Norwich cancer survivor to take life-saving message to N&N open day
PUBLISHED: 14:41 31 May 2011 | UPDATED: 12:19 01 June 2011
© ARCHANT NORFOLK 2011
Men visiting Norfolk's flagship hospital next month will be urged to be vigilant to the signs and symptoms of cancer by a survivor of the disease who has helped set up a new charity.
Mel Lacey, a former policeman, was diagnosed with prostate cancer more than two years ago after being prompted to go for a test by a friend who was suffering from the disease.
Mr Lacey, 62, had no symptoms but the PSA (prostate specific antigens) blood test pointed to a problem and he was referred to the Norfolk and Norwich University Hospital where the cancer was diagnosed and treated.
The father-of-two and grandfather of one has since helped set up a Blue Ribbon Foundation to do for men what the Pink Women Foundation has done for women in terms of funding research and raising awareness about cancer.
Mr Lacey will now be looking to promote the charity at an open day being held at the Norfolk and Norwich University Hospital on Saturday, June 18. There will also be a display about the charity, which was officially launched earlier this year and is sponsored by HastingsDirect.Com, the national insurance company. Mr Lacey, said: “It’s an annual open day at the hospital and they’ve asked Blue Ribbon Foundation to have a display there and for me to talk to people about what we’re doing and what we’re trying to achieve.”
As well as helping to promote the charity, Mr Lacey said he hopes to use the event to be able to tell his story and warn other men about the importance of getting themselves checked out for signs of the disease. He said: “When I had the dream of starting a charity to raise the profile of men’s health issues, especially cancer, I said that if by doing so it saved just one life, it would all be worthwhile.”
Earlier this month the Evening News reported how Robert Wilkinson, 62, thanked Mr Lacey for helping to save his life after reading his story prompted him to get himself checked out.
Mr Wilkinson, a former self-employed carpenter from Coltishall, was also diagnosed with the disease after going for a test and has since had his prostate removed.

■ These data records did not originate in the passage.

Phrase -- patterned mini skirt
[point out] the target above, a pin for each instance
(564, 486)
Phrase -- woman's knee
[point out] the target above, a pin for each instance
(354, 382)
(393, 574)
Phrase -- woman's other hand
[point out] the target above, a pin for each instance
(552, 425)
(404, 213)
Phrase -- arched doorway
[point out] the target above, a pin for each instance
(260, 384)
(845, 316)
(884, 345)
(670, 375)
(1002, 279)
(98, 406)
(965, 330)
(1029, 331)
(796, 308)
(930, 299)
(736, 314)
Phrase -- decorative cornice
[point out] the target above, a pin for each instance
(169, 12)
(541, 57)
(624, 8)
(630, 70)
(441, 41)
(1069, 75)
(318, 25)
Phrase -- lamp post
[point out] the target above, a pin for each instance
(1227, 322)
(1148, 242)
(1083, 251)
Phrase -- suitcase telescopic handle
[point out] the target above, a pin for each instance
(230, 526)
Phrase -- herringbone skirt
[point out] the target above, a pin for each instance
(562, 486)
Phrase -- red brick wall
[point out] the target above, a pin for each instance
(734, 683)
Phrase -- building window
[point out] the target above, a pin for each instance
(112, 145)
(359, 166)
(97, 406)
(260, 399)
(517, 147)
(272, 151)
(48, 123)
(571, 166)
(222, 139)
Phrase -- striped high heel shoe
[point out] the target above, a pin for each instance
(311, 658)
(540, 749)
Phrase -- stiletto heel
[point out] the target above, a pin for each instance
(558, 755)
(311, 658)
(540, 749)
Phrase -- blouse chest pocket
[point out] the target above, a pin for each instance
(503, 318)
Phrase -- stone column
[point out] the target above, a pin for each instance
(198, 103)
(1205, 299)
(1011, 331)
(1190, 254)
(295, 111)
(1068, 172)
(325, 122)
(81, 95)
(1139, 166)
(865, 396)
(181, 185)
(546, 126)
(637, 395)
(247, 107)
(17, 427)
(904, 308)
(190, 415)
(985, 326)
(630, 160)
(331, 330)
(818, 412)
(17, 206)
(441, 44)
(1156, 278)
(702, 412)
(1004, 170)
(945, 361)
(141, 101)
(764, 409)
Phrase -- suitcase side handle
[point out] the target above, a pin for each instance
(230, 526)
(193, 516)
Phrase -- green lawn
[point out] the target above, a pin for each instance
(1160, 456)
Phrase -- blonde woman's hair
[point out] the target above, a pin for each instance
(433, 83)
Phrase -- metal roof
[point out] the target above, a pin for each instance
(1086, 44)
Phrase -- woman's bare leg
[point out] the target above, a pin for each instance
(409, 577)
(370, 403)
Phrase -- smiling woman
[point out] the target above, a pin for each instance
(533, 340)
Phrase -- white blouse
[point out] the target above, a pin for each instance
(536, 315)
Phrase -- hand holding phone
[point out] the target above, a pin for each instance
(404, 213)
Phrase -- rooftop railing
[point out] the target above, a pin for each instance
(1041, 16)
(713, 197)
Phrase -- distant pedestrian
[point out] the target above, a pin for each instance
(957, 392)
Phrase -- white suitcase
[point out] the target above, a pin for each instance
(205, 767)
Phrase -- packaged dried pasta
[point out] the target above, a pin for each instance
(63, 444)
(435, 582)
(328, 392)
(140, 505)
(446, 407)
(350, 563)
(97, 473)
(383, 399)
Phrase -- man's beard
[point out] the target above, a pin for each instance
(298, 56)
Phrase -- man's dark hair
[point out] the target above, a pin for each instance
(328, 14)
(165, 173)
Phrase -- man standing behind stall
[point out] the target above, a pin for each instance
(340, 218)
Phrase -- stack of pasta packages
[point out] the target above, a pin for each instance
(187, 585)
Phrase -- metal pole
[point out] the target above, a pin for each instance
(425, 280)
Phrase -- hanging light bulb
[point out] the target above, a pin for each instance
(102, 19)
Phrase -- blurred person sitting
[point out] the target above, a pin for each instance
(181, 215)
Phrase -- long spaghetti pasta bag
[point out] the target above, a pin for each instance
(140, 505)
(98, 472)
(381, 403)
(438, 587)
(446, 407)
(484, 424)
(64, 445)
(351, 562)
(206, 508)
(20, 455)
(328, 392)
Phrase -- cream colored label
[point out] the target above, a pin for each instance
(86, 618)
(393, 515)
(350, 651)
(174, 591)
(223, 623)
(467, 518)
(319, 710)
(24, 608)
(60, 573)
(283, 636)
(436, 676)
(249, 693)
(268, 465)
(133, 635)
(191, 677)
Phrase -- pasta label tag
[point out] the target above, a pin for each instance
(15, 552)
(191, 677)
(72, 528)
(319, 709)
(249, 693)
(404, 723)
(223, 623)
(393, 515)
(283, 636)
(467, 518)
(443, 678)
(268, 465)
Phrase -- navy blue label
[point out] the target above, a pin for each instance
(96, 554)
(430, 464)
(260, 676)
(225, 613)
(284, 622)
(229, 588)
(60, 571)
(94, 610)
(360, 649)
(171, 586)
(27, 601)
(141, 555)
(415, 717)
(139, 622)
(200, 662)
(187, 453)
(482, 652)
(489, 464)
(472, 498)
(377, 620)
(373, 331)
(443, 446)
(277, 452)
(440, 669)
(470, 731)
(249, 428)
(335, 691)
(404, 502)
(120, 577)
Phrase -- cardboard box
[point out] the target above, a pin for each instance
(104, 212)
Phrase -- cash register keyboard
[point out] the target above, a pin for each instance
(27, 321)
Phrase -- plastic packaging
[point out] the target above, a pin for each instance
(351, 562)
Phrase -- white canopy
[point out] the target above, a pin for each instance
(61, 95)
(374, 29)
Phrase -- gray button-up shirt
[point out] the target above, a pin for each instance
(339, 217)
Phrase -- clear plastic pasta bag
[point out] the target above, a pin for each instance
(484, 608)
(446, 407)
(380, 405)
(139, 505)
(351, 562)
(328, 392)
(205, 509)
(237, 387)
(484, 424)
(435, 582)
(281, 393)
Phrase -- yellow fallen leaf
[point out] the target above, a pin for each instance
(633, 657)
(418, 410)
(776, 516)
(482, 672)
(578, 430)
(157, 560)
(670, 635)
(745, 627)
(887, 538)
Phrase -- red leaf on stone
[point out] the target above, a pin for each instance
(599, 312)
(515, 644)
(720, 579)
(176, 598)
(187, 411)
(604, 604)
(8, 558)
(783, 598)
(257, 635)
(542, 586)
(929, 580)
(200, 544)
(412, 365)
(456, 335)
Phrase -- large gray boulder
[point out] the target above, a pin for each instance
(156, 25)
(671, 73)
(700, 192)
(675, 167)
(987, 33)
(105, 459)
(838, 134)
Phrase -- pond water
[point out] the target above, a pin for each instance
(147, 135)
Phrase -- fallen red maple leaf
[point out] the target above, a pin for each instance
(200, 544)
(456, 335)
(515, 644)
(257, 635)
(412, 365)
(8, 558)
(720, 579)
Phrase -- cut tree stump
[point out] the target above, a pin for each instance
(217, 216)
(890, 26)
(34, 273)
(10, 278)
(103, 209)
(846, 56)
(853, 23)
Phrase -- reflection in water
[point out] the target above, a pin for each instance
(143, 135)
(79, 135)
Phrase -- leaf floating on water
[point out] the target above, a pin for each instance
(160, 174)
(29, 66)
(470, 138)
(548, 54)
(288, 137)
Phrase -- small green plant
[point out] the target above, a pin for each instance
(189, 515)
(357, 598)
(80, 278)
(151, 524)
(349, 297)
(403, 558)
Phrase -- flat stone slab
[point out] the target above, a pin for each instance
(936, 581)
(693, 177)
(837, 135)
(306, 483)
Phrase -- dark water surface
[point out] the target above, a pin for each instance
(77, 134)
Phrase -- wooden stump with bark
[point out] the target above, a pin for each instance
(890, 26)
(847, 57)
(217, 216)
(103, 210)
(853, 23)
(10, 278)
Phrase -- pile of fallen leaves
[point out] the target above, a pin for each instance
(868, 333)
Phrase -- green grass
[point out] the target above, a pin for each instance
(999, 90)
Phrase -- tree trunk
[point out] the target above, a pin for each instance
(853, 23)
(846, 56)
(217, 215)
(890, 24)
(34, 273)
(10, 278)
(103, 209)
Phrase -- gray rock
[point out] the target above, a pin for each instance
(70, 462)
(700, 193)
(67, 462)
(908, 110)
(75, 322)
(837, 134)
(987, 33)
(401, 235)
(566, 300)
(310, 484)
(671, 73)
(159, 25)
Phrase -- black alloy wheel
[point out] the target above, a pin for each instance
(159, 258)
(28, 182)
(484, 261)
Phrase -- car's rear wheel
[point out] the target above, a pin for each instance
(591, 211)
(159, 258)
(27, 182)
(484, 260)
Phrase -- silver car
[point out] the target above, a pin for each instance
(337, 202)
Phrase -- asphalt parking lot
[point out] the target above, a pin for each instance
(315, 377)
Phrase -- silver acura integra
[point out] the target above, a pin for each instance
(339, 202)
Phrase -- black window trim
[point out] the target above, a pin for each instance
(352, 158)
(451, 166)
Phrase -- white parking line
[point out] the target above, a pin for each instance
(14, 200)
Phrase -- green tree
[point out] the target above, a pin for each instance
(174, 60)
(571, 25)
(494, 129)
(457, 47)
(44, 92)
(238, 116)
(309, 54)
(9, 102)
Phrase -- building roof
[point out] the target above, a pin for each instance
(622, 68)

Mr Lacey, who earlier this month travelled to London to discuss the charity with Norwich North MP Chloe Smith, said he has also been approached by other people who have been affected by his story.
He said: “A wonderful thing happened to me on Saturday. A man came up to me in the supermarket and said hello. He said he’d been following the story in the paper and but didn’t have any money. He said he would keep his eye out for me and when he saw me again would give me some money, I was absolutely touched by it – it was wonderful.”
The open day and fete takes place at the hospital between 11am and 4pm on Saturday, June 18.